Anduril · Primly Community

Anduril new grad entry level interview: how to prep if you're coming in with no defense background

newgrad_neil · 6 replies

I just finished my Anduril new grad / entry level interview process and got an offer for a software engineer role in Costa Mesa. Took it. Wanted to write this up because when I was searching for prep resources for specifically the new grad loop I mostly found information aimed at more senior roles or very vague LinkedIn posts.

First: Anduril does recruit on campus and from new grad pipelines, but not as aggressively as FAANG. I found them through a university career fair in fall 2025. The recruiter was refreshingly direct about what the role actually involves.

Format for new grad SWE: Online coding challenge: 2 problems, 90 minutes. Both were LeetCode medium difficulty, graph traversal and a DP question. Nothing exotic. Technical phone screen: 45-60 minutes. One coding problem (medium, done on CoderPad), then design discussion about a project from my resume. They asked me to explain a system end-to-end, what I'd change now, and how it would behave under load. As a new grad they don't expect you to have designed a distributed system. They want to see how you think, not the answer. Onsite (3 rounds): two coding rounds and one behavioral/culture round.

The two coding rounds were not harder than the phone screen in terms of problem difficulty. They're evaluating cleanliness of implementation, how you handle edge cases you catch as you go, and whether you talk through your thinking. I got stuck on one problem and said so, then talked through what I knew and what I didn't. That seemed fine.

The culture round as a new grad: this one surprised me.
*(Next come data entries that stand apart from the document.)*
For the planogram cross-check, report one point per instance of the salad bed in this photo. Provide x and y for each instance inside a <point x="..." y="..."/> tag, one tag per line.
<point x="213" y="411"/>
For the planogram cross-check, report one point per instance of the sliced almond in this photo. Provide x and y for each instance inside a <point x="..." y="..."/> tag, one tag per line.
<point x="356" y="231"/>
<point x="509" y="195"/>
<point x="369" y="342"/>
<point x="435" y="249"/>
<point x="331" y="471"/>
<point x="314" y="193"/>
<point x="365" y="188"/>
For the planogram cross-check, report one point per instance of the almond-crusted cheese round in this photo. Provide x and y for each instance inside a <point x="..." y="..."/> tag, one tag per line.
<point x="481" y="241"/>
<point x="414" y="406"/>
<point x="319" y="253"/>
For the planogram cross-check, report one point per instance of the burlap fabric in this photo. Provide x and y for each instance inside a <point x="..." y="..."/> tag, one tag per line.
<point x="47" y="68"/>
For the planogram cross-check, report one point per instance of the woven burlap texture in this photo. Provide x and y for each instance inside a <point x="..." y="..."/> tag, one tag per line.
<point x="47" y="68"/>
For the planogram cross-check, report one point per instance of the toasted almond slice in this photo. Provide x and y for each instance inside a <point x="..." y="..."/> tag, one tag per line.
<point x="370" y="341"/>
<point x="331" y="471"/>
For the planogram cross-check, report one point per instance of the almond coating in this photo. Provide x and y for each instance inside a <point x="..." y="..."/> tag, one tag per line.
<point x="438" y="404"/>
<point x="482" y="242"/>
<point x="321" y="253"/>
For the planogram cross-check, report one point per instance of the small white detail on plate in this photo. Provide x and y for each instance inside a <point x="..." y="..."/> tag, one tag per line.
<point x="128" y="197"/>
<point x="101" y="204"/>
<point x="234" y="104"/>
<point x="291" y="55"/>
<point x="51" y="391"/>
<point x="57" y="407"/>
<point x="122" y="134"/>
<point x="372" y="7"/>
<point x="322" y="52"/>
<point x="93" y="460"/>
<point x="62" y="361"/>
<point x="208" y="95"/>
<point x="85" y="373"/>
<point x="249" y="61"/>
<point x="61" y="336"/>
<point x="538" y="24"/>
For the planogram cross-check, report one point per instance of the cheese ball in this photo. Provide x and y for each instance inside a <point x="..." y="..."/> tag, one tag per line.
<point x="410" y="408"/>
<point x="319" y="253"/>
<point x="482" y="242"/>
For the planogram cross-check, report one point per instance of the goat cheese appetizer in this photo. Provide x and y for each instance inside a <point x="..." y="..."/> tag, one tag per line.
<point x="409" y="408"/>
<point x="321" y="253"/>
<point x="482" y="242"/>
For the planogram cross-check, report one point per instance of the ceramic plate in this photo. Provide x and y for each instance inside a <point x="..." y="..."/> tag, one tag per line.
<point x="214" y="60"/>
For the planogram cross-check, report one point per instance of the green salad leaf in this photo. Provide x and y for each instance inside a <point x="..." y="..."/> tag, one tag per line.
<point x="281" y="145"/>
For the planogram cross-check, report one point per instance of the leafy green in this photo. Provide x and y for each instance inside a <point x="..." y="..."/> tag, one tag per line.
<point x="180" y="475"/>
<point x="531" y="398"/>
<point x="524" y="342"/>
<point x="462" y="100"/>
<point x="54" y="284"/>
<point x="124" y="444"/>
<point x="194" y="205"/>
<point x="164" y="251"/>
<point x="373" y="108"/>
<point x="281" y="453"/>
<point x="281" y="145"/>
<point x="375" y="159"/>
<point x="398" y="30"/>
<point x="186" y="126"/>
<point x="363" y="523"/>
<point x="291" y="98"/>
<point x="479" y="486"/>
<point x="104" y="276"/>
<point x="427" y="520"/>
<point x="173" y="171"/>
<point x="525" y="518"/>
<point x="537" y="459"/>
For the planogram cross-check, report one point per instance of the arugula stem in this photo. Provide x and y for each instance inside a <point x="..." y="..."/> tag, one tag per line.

It's not "tell me about teamwork." They asked me why I wanted to work at a defense company specifically, whether I'd thought about what kinds of systems I was okay contributing to, and how I handle situations where I disagree with a direction. Be honest, not performative. They can tell.

Prep resources that actually helped: Blind 75 on LeetCode for the coding (get medium-level solid, don't obsess over hard), and MIT OpenCourseWare lectures on distributed systems basics so you can talk about replication and fault tolerance without sounding lost.

Comp for new grad 2026: base around 155k in Costa Mesa, equity on top. Not FAANG base numbers but the equity is meaningful if you believe in the company.

6 replies

apm_aisha

This is super helpful. Did they ask anything about specific defense platforms or weapons systems, or was it more abstract ethics discussion? Asking because I know some new grads who got cold feet when it got concrete.

newgrad_neil

Mostly abstract, framed around autonomous systems and what kinds of constraints you think matter. Nobody asked me to sign off on a specific weapons system or anything like that. It felt more like: have you thought about this at all, or are you just interviewing everywhere without caring where you land.

visa_vik

Do they sponsor H1B for new grad roles? Or is it only OPT initially?

newgrad_neil

My recruiter said they do sponsor, but I'd confirm directly because I'm not on a visa so I didn't ask detailed questions. Someone else can probably weigh in better.

jp_newgrad

Did the DP problem have a specific flavor, like 2D grid vs sequence-based? Trying to calibrate what to prioritize.

backend_bekah

The "how it would behave under load" question for a new grad is interesting. A lot of companies just don't ask that. Sounds like even entry level they expect you to at least have the conceptual vocabulary around scaling, not just functional code.